In her IRA pension application Siobhan Langford (Creedon) claimed that she had passed on to the Volunteers much useful information gathered within the Mallow post office (where she worked) to the Cork No. 2 Brigade adjutant, including cypher telegraph messages, on the movements of British officers and policemen; one of these cypher messages concerned the planned movement of RIC Divisional Commissioner Holmes just before this ambush. But it should be noted here that Creedon was fired from the post office in April 1920, so if this account is correct, then the information was coming through another post-office worker. See MSP34/REF29397 (Military Archives).
In the days following this ambush the RIC sought vengeance: ‘Children playing ball in a field near Knocknagree were brutally machine-gunned. A boy named Kelliher, aged fourteen years, was killed, and two others, aged nine and eleven, were wounded. . . . In Ballydesmond, police bombed and burned the houses of Timothy Vaughan [draper] and William McAuliffe [grocer], and the homes and business premises of T. O’Sullivan and M. J. Cronin.’ See Rebel Cork’s FS, 131.
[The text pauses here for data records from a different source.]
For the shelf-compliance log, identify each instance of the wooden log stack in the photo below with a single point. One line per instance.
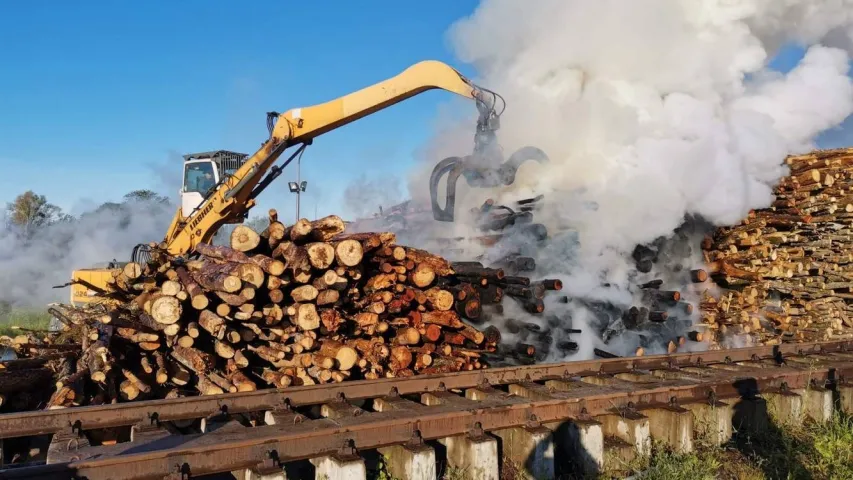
(785, 273)
(292, 305)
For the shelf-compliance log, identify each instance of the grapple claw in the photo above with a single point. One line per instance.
(478, 172)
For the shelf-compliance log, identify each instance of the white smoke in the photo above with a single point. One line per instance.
(30, 268)
(653, 110)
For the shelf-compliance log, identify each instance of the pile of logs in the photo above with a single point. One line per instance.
(786, 272)
(293, 305)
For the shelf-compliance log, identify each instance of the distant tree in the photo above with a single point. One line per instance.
(110, 207)
(145, 196)
(30, 211)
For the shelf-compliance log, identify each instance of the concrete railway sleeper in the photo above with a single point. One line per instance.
(542, 419)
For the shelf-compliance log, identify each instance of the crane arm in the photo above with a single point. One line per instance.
(235, 195)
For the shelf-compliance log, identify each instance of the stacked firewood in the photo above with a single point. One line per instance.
(298, 305)
(786, 272)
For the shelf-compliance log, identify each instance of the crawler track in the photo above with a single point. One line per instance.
(263, 430)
Armstrong-Holmes (with almost twenty-three years of police service) was a replacement for Divisional Commissioner Smyth (killed by the IRA); he had a distinguished prewar, wartime, and postwar record. Son of the late RIC County Inspector George Holmes, he had previously served as district inspector in Clare and later in Roscommon as well as at Strabane in Tyrone in Northern Ireland. During the Great War he had served with the Royal Irish Fusiliers and the Royal Irish Rifles; he was ‘twice wounded and twice gassed in France’. Subsequently, he served with Army Intelligence in the Midland District at the Curragh. After the war he resumed police duties as district inspector in the Mountpottering district and as assistant commissioner of the Dublin Metropolitian Police after his predecessor Second Assistant Commissioner William Charles Redmond was killed by the Dublin IRA on Harcourt Street in January 1920. See (Abbott (2000), 52-55; irishmedals.org (accessed on 28 July 2014).
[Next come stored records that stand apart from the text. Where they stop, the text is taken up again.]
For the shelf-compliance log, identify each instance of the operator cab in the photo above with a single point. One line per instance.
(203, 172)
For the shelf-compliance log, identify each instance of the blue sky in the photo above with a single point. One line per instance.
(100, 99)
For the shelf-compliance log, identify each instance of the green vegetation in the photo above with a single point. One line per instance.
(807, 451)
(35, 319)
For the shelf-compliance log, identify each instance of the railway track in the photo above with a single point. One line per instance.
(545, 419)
Holmes had reportedly been in Listowel collecting evidence about the killing of RIC District Inspector O’Sullivan. That evidence now fell into the hands of the attacking Volunteers, who were led by Seán Moylan. Also captured were the weapons of these RIC men. One of the Volunteers reportedly declared that ‘it was great to feel the blood of the English on their hands’. See Abbott (2000), 191. But Moylan and the Volunteers generally treated the RIC wounded well. Moylan distinctly recalled the significance of capturing the documents carried by Armstrong-Holmes: ‘The papers I got were illuminating. As a result of the shooting of Inspector Sullivan, a number of Kerry men were prisoners in Cork Barracks. General Holmes’ chief mission to Kerry was to collect the evidence that would condemn these men. He got it, but it never reached the official files, and the lives of those around whose necks might have [been] tied a noose were saved. Those who gave the information were unfortunately unable to repeat their story. They met the fate intended for the prisoners.’ See Seán Moylan’s WS 838, 174 (BMH)
Moylan was captured by British forces in May 1921 and charged with the murder of Divisional Commissioner Armstrong-Holmes. When he was tried by court martial, ‘two of the officers who survived this engagement gave evidence to the effect that were it not for the action of Moylan, they would have been shot by his (Moylan’s) followers. The president of the court martial then remarked that in his experience this was “the first time that chivalry was shown by an Irish rebel leader”.’ See Timothy J. Cronin’s WS 1134, 7 (BMH).